I hereby jump to the conclusion that behavior differences is a good proxy for compiler conformance to the language Standard (actually developers are often more interested in all compilers they are likely to use having the same external behavior than conforming to a Standard).

Lets implement this (source code here)!

First we need to generate lots of test cases. The process I used is based on program templates, such as the following (lines starting with ! are places where various constructs can be inserted):

int v;
 
! declare_id 2
 
int main(void)
{
! declare_id 2
 
! ref_id 2
 
}

the identifier after the ! is the name of a file containing lines to be inserted at the given location (the number after the identifier is the maximum number of lines that can be inserted at that point; default 1 if no number given). The following is example file contents for the above template:

declare_id

int i;
enum {i, j};
enum i {x, y};
struct i {int f;};
typedef int i;

ref_id

enum i ev_i;
struct i sv_i;
typedef i tv_i;
v=i;

It is then simply a matter of permuting through all of the possible combinations of lines that can be inserted in the program template, creating a stand alone file for each possibility (18,000 of them in the above example); I used the Python Natural Language Toolkit to do the heavy lifting.

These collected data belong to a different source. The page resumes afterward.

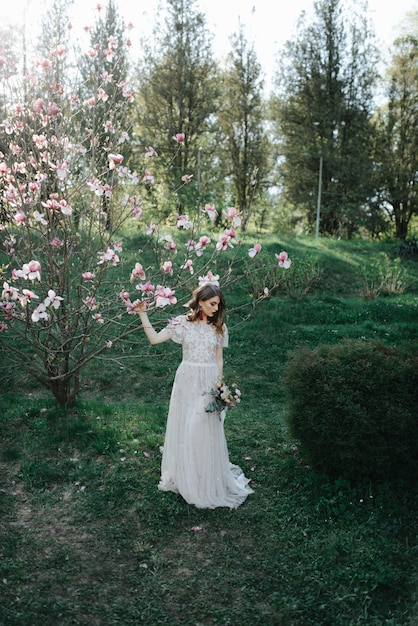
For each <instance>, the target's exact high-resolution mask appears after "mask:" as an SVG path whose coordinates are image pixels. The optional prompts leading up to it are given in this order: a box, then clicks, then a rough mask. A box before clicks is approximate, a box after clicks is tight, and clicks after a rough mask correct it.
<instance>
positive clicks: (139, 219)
mask: <svg viewBox="0 0 418 626" xmlns="http://www.w3.org/2000/svg"><path fill="white" fill-rule="evenodd" d="M141 218H142V206H141V205H140V204H137V205H135V206H134V207H133V208H132V219H133V220H140V219H141ZM147 234H149V233H147Z"/></svg>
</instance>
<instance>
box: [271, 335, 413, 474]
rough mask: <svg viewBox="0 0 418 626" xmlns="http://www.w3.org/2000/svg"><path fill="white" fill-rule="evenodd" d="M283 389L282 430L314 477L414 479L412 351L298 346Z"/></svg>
mask: <svg viewBox="0 0 418 626" xmlns="http://www.w3.org/2000/svg"><path fill="white" fill-rule="evenodd" d="M283 384H284V390H285V395H286V401H287V406H286V421H287V424H288V426H289V429H290V432H291V433H292V435H293V436H294V437H296V438H297V439H298V440H299V441H300V444H301V453H302V455H303V458H304V459H305V461H306V462H307V463H309V464H310V465H312V466H313V467H314V469H316V470H318V471H322V472H324V473H326V474H329V475H331V476H344V477H346V478H350V479H358V478H373V479H385V480H386V479H390V478H402V479H407V480H414V479H415V477H416V476H417V470H418V421H417V418H416V415H417V389H418V345H416V344H412V345H408V346H406V345H405V346H402V347H388V346H386V345H384V344H383V343H381V342H365V341H359V340H351V341H348V340H347V341H346V342H344V343H342V344H337V345H321V346H319V347H318V348H316V349H315V350H310V349H308V348H307V347H303V346H302V347H299V348H298V349H296V350H295V351H294V352H293V354H292V356H291V358H290V360H289V362H288V363H287V364H286V366H285V368H284V374H283Z"/></svg>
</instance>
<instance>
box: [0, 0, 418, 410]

A shell script compiles each source file and compares the compiler exit codes. For the above example there were 16,366 failures, 1,634 passes and no differences (this example contains well established C constructs and any difference would have been surprising).

Next, a feature new in C++11, lambda functions!

Here is the template used:

! declare_xy 2
 
int main(void)
{
 
! declare_xy 2
 
auto foo_bar =
! define_lambda
;
 
return 0;
}

I cut and pasted some examples from the Standard to create the following optional lines:

define_lambda

[](float a, float b) { return a + b; }
[=](float a, float b) { return a + b; }
[=,x](float a, float b) { return a + b; }
[y](float a, float b) { return a + b; }
[=]()->int { return operator()(this->x + y); }
[&, i]{ }
[=] { decltype(x) y1; decltype((x)) y2 = y1; decltype(y) r1 = y1; decltype((y)) r2 = y2; }

which generated 6,300 source files of which 5,865 failed, 396 passed and 39 were treated differently by the compilers (g++ version 4.7.2, clang version 3.3).

How should the percentages be calculated? If we take the human written numbers for well written test suites containing (roughly) equal numbers of pass/fail tests, then we have around 800 tests of which (say) 40 gave different behavior, giving us a 5% fault rate. Do we share that 5% equally between both compilers or assign 3% for both being wrong and 1% for each being uniquely wrong?

Submitting a bug report to both compiler teams pointing out that their behavior is different from the other’s is a sure fire way to make myself unpopular. Any suggestions for how to resolve this issue, that does not involve me having to study the tiresomely long and convoluted C++ Standard, welcome.